31 enero de 2020
Texto: Ali Salem Iselmu. Cuadro pintura del artista saharaui Fadel Jalifa Ali
Cuando la vi aquella tarde sus ojos me parecieron grandes al igual que su sonrisa. Me invitó a entrar al patio de su casa. Había una pequeña manta tendida encima de una estera con varios cojines. Allí me senté apoyándome en mi túnica azul.
̶ De dónde vienes, a quién buscas ̶ me preguntó.
̶ Ésta es la casa de los Sid Eluafi ̶ le contesté.
̶ La misma, no ha cambiado de lugar, soy de la cuarta generación que ha heredado estás paredes ̶ me respondió.
̶ Eres nieta del maestro Abubakar ̶ insistí fijando mis ojos en su cara.
̶ Soy bisnieta del monje sufí Abubakar, el santo cuya tumba está cerca de las montañas del norte.
Me trajo un cuenco de madera lleno de leche fermentada acompañado de un plato de dátiles negros. Luego vino con un brasero y me preguntó si tenía tiempo para tomar té.
Yo estaba absorto mirando el tamaño de la casa de adobe, sus enormes paredes y el pozo lleno de agua se veía al fondo. Dos vacas rumiaban en el interior de un establo.
Cuando el sol se ocultó, la luz de la linterna empezó a alumbrar la bandeja de té. Ella movía sus manos una y otra vez, mientras yo seguía observando la luz de las primeras estrellas.
Empecé a preguntarle sobre los manuscritos de Abubakar, le hablé de varios lugares que había leído en algún libro que aparecen descritos por su tatarabuelo.

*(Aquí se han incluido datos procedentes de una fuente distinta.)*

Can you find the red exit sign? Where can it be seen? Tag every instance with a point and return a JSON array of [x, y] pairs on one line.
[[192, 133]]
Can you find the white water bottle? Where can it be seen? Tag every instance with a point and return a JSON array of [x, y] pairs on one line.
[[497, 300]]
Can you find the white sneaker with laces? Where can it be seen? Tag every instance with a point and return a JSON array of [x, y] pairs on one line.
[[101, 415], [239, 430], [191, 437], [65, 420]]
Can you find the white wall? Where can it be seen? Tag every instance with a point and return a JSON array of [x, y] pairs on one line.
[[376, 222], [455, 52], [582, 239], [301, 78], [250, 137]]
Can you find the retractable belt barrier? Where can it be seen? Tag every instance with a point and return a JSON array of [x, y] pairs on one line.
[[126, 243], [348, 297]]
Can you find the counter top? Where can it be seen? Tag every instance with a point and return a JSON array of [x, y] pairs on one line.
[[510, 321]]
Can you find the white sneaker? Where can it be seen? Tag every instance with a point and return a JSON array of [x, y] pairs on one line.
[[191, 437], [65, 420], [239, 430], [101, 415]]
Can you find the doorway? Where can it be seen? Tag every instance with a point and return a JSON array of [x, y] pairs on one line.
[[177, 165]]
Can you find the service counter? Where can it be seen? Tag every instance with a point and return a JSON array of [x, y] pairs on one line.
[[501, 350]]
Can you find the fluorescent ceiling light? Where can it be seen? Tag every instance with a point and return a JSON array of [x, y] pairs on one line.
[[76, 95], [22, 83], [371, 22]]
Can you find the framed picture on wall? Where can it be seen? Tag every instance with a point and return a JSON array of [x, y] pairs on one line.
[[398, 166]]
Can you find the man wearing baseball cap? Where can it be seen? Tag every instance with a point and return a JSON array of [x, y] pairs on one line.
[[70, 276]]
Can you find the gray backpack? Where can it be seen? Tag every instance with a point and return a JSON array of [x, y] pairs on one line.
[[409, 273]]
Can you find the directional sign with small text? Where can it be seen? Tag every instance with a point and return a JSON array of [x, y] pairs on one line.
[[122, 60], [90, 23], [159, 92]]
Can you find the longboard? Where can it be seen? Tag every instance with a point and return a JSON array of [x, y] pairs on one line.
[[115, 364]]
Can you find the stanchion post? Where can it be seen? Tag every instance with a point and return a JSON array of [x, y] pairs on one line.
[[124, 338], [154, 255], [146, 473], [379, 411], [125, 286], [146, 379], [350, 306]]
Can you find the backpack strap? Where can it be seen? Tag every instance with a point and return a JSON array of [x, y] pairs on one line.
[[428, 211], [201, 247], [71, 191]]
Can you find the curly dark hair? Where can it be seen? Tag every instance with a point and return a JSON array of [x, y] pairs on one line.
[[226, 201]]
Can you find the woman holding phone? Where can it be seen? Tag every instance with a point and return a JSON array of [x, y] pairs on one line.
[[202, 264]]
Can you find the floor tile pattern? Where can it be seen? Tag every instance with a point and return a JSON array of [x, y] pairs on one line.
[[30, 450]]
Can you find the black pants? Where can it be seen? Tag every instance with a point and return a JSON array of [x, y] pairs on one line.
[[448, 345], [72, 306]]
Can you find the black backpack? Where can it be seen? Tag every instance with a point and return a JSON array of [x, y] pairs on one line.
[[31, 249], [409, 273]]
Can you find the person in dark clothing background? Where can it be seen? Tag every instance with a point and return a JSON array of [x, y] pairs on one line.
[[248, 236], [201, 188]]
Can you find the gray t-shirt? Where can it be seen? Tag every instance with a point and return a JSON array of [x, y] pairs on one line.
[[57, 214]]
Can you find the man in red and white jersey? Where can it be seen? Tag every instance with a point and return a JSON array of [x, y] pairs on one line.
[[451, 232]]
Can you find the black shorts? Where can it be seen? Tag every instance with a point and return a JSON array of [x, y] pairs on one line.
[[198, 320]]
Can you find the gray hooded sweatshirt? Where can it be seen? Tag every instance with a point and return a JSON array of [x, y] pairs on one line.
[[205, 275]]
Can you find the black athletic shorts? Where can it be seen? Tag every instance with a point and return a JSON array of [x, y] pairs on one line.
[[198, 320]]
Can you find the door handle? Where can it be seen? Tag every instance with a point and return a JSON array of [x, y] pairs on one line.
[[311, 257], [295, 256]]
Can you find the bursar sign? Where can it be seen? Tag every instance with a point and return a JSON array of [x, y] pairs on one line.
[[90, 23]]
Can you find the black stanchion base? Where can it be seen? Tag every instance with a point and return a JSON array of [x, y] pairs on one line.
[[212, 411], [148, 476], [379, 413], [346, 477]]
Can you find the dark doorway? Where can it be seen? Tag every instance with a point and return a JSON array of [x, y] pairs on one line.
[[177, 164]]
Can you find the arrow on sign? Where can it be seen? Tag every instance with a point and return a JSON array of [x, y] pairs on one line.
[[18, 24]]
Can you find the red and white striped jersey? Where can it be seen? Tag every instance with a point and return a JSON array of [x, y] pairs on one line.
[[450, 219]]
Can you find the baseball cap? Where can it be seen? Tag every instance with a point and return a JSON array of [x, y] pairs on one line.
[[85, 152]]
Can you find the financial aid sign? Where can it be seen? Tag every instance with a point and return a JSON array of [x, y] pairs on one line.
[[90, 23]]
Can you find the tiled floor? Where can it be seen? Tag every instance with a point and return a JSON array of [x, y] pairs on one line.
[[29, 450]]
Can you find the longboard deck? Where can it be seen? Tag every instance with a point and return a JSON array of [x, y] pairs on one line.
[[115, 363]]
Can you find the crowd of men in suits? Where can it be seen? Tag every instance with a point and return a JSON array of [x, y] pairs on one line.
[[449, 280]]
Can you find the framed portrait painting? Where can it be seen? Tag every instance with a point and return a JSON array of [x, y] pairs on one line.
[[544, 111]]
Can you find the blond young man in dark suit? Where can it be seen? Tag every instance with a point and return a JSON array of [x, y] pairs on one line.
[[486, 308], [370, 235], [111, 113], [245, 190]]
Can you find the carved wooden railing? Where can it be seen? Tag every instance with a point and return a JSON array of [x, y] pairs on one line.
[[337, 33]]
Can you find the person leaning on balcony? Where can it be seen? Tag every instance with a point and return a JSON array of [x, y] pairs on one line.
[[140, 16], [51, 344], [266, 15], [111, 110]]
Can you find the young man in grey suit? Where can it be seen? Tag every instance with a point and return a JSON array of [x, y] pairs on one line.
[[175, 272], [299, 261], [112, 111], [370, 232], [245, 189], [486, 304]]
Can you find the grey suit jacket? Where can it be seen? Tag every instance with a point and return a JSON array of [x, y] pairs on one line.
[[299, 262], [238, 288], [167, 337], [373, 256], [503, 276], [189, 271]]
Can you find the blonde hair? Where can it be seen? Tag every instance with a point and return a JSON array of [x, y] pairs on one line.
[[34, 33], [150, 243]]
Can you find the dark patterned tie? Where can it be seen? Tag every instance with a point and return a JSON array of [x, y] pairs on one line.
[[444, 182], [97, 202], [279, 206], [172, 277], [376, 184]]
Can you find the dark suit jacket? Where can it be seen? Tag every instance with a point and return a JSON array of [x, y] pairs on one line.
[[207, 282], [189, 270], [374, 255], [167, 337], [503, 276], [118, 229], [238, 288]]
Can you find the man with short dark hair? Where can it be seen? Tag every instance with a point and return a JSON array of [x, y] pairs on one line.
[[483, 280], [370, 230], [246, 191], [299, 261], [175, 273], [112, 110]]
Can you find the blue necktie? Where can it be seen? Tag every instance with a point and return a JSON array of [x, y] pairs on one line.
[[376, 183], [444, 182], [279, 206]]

Sonrió de forma leve y me dijo que ella sabía de memoria varios poemas que lloran a la tierra y al paisaje. Me sirvió el primer té. Miré el cielo, bebí el líquido cubierto de espuma y me acordé de un poema de Abubakar en el que describe como dos estrellas se van moviendo toda la noche hasta desaparecer.
Aquella joven llevaba una ropa de color azul intenso y olía a perfume mezclado con incienso. Caminaba despacio encima de la tierra y sonreía cada vez que se alejaba.
Salió de la puerta de la casa al patio con una linterna que alumbraba sus pasos, yo la observaba una y otra vez. Volvió a sentarse cerca del brasero y luego me dijo:
̶ Éste manuscrito es de Abubakar es de hace doscientos años.
Lo miré detenidamente, estaba cubierto de cuero curtido, las letras negras enormes parecían grandes dibujos. Aparecían imágenes de montañas, animales y hombres. Lo seguí hojeando hasta que ella me miró y me dio el segundo té.
Observé sus suaves labios, sus pómulos. La luz de la noche impactaba sobre su cara y en el fondo se oía el mugido de las vacas.
Seguía pasando las páginas del manuscrito, tenía miedo que se deshicieran las hojas entre mis dedos. Cuando llegué a la mitad, observé el dibujo de una mujer con un rosario y debajo un poema que decía:
«bella es la noche
en la que naciste,
flor de las piedras
agua de los manantiales
amante de la vida,
dueña del oasis
después de ti
mí corazón
se hizo soledad,
mi camino
despareció en el interior de la noche».
Cerré el manuscrito, ella seguía moviendo el té con la acrobacia de sus manos. Le pregunté entonces sobre el poema de Abubakar y ella me dijo que estaba dedicado a su tatarabuela Mariama.
̶ Me dejas el manuscrito solo esta noche ̶ le dije.
Ella se marchó en silencio y yo me quedé solo, bajo la luz de la noche, tumbado sobre aquella estera.